IUFM : pourquoi nous ne voulons toujours pas de la réforme

Article Rue89

Par Marie-Albane de Suremain Didie… | professeurs à l’IUFM de Créteil

| 29/12/2009 | 12H07
Il peut sembler surprenant que tous les enseignants rejettent une réforme des IUFM dont le ministre de l’Education affirme qu’elle vise à « améliorer la qualification des personnels en vue de renforcer la réussite des élèves… » Alors, en quoi consiste cette réforme, et pourquoi les enseignants et les étudiants des centres IUFM de Melun et de Torcy la refusent-ils massivement ?

Si la réforme est appliquée, les étudiants devront étudier cinq années après le bac et obtenir un diplôme de master pour pouvoir réussir un concours leur permettant de devenir enseignants.
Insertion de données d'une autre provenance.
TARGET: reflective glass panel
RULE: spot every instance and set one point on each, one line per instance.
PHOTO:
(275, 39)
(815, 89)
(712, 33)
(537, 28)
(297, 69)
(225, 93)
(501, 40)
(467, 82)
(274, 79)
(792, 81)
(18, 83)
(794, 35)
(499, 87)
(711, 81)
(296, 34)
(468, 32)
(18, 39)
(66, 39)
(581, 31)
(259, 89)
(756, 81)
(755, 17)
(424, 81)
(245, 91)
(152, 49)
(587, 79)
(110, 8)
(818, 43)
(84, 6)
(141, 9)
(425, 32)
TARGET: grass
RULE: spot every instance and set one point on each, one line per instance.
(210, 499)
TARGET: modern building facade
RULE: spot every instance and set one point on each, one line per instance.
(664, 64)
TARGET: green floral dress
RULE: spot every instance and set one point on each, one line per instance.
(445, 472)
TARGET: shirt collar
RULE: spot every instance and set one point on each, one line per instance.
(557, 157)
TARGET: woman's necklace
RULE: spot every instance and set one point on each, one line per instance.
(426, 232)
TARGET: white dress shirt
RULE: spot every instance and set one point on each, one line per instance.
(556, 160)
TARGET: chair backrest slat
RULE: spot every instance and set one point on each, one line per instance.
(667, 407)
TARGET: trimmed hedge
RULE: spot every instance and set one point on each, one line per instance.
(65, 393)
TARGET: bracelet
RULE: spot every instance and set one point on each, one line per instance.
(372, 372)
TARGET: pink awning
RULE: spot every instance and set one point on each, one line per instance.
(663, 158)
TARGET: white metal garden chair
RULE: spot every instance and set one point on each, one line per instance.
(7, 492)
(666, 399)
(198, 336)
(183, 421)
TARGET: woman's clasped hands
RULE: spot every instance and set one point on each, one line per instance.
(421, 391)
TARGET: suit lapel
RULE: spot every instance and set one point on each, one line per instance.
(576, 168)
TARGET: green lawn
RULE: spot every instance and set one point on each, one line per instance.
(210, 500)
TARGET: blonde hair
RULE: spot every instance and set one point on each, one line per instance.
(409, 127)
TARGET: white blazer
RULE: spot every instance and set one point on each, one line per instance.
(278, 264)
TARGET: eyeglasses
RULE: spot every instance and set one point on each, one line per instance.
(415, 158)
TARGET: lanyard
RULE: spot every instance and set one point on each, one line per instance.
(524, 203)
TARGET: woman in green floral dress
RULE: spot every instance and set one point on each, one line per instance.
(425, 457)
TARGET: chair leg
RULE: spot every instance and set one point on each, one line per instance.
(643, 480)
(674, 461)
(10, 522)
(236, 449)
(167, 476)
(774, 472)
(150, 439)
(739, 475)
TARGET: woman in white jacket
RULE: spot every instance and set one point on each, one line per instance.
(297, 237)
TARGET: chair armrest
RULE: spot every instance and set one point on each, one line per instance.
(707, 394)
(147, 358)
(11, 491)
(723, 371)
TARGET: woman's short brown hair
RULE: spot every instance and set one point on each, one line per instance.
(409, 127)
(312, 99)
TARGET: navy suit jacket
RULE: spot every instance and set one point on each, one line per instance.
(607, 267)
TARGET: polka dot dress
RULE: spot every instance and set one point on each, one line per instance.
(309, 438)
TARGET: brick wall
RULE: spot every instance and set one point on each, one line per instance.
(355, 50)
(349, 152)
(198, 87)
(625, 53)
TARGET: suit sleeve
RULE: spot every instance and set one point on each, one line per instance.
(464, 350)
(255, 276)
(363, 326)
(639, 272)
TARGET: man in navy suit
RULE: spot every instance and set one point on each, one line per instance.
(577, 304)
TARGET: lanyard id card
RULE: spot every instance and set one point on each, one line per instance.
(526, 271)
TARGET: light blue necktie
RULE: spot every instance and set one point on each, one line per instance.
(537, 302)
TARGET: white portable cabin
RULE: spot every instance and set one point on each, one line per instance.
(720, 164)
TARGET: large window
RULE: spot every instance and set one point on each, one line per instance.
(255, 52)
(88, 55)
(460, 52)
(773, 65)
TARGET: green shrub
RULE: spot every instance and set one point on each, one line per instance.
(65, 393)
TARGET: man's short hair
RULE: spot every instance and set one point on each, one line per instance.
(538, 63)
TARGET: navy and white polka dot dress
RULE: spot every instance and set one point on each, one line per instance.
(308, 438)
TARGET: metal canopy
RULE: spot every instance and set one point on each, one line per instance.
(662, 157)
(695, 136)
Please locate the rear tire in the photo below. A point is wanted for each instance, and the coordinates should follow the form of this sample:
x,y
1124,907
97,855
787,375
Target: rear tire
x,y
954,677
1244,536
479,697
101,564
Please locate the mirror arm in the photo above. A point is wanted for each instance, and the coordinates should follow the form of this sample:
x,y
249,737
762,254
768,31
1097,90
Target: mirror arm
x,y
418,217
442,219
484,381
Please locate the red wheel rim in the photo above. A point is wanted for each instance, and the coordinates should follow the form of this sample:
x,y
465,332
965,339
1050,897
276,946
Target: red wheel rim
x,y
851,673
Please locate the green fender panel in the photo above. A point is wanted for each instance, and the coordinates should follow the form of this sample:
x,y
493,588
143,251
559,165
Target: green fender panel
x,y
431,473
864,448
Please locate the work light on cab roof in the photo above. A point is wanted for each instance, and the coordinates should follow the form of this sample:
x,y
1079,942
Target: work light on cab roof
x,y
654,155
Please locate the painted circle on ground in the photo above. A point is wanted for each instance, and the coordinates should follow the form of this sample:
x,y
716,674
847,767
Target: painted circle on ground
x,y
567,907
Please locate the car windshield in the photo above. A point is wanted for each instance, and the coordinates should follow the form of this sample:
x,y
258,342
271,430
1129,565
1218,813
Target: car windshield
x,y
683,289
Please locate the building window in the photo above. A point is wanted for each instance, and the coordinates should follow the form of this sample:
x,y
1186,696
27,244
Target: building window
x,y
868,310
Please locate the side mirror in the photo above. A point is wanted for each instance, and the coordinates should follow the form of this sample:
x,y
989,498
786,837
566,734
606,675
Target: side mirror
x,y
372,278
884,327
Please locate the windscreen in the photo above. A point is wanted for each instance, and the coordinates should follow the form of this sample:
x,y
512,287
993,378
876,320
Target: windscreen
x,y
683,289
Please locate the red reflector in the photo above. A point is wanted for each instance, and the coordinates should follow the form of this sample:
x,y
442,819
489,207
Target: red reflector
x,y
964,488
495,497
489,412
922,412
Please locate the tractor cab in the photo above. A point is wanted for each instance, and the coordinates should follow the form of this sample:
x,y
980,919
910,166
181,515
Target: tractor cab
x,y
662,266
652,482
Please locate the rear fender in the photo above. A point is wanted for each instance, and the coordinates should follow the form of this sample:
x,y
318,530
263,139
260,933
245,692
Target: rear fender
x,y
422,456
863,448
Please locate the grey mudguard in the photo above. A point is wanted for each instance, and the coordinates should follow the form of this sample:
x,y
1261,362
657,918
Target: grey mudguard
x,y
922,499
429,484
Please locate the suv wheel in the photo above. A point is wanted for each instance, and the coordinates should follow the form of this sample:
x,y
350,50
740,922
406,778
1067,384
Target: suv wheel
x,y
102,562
A la rentrée suivante, ils seront dans une classe, face à des élèves, sans avoir reçu de réelle formation professionnelle.

En effet, ces jeunes professeurs n’auront jamais appris à transmettre leur savoir. Le plus souvent, ils n’auront pas appris le contenu des programmes qu’ils auront à enseigner et ne sauront pas comment un élève apprend. Ils n’auront pas appris à s’adapter à la très grande diversité de leurs élèves (âge, niveau, milieu social et culturel, etc). De plus ils n’auront jamais appris à exercer leur autorité dans une classe et n’auront pas le sens du service public.

Et pourtant, s’ils enseignent par exemple à l’école maternelle ou élémentaire, ils devront enseigner dix matières différentes. Ils pourront avoir une classe de cours préparatoire et apprendre à lire, écrire, compter à de jeunes élèves. Ils pourront avoir à préparer des élèves de CM2 à entrer au collège ou bien devront donner envie d’apprendre aux enfants de la maternelle.

S’ils enseignent en collège ou en lycée, ils devront être capables, sans l’avoir appris, de s’imposer à des classes d’adolescents nombreux et parfois réticents.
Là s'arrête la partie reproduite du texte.